The fork() system call

Image credit: WeGraphics

The fork() system call

As we know system calls take us from the user-land to the kernel-land. As mentioned earlier this article will describe even the very obvious details, so pardon the gory details. The different things that happen in the kernel during the start up of a process is what we will discuss in this section.

As seen in the last code listing, the shell does a fork() and calls exec family of system calls to overlay the command image onto the newly created child process’ address space. Once the fork() system call is called, the kernel creates a copy of the executing process, during which the following happens:

  • fork() creates a new stack, and copies shared resources such as open file descriptors.
  • the kernel checks for resource limit of the calling process. The resource limits, like if the number of process created has exceeded the system set limit for a user (ulimit)
  • resets the process statistics such as execution times
  • The process is given a new process ID and starts executing the newly created process.

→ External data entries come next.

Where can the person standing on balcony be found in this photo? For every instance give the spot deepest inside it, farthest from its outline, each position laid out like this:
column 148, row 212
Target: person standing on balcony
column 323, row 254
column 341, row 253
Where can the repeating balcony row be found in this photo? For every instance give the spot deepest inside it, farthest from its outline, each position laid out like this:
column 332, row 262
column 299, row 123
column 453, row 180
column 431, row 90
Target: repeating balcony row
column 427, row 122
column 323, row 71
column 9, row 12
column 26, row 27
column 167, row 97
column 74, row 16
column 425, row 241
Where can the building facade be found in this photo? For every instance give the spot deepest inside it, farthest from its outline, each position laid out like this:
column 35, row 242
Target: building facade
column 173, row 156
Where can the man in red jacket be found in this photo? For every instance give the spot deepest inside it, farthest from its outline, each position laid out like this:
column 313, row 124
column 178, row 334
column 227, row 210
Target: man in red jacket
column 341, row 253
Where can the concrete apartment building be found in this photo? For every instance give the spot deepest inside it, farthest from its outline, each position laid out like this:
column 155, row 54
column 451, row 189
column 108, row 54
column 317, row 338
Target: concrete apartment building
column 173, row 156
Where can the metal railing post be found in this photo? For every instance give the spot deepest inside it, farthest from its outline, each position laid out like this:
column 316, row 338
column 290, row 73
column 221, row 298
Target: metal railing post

In this context there is a copy-on-write policy. Ideally the child process and the parent process (which had called fork()) should have different data areas. But Linux for efficiency does not create a new data area for the child, but uses the same area of the parent’s until one of the processes start writing to it. Since this paper is not a kernel commentary, I have intentionally left out some functions that are called internally by the kernel.

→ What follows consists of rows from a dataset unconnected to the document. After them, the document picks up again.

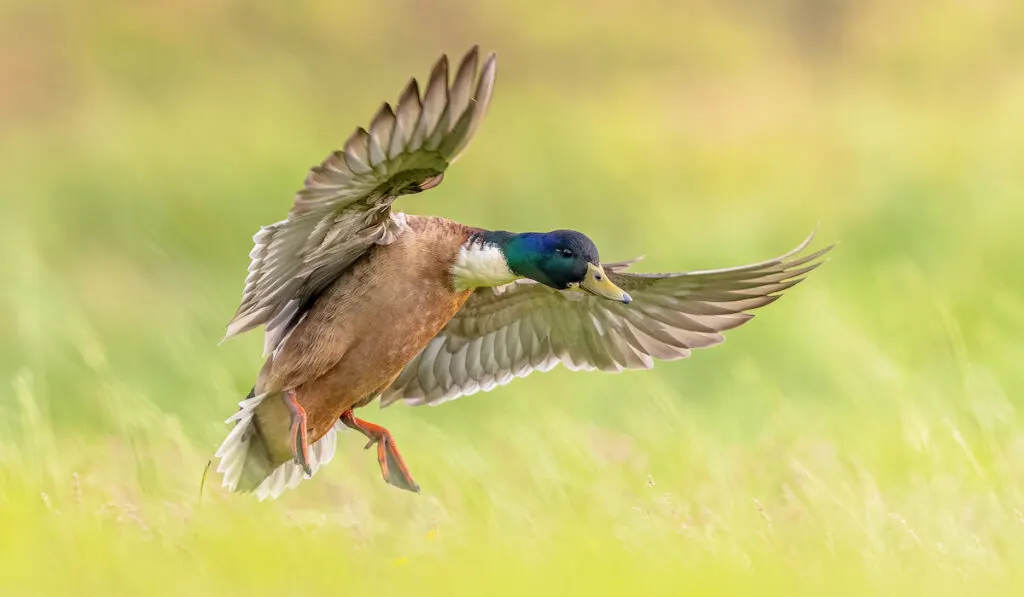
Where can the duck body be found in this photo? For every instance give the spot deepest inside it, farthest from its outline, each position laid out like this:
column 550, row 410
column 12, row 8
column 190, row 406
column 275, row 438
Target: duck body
column 370, row 323
column 360, row 303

The state now is shown in the following diagram. As it is shown, fork returns twice, once in the parent with return value of the child process PID and once in the child with a return value of zero.

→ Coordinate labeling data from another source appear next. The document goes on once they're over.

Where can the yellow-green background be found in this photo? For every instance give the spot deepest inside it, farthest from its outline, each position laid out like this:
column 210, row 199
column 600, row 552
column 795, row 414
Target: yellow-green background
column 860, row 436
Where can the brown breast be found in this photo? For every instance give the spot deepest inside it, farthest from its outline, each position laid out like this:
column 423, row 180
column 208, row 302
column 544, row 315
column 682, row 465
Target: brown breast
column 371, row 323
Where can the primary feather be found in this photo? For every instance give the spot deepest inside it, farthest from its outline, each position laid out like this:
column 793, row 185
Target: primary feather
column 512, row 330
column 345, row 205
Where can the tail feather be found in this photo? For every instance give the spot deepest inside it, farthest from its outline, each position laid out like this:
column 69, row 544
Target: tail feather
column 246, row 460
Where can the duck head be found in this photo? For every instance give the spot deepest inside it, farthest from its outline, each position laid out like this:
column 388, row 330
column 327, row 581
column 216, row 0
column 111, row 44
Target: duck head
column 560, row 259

The newly created process is uniquely identified by the process ID (PID). This process belongs to the same process group as the parent. The group ID is is used for job control in shells. There is also another kind of ID called the session ID. All processes in the same group will, generally be in the same session ID unless the process calls setsid() system call. The current process ID and its parent process ID can be found using the ps command.

ps -e
$ ps -f
santosh   3939 15592  0 Apr17 pts/3    00:00:03 bash
santosh  25841  3939  0 07:17 pts/3    00:00:00 ps -f

The parent process of all commands executed in a shell is the shell itself. So far, our to be process, the code written above, has not yet come into our big picture.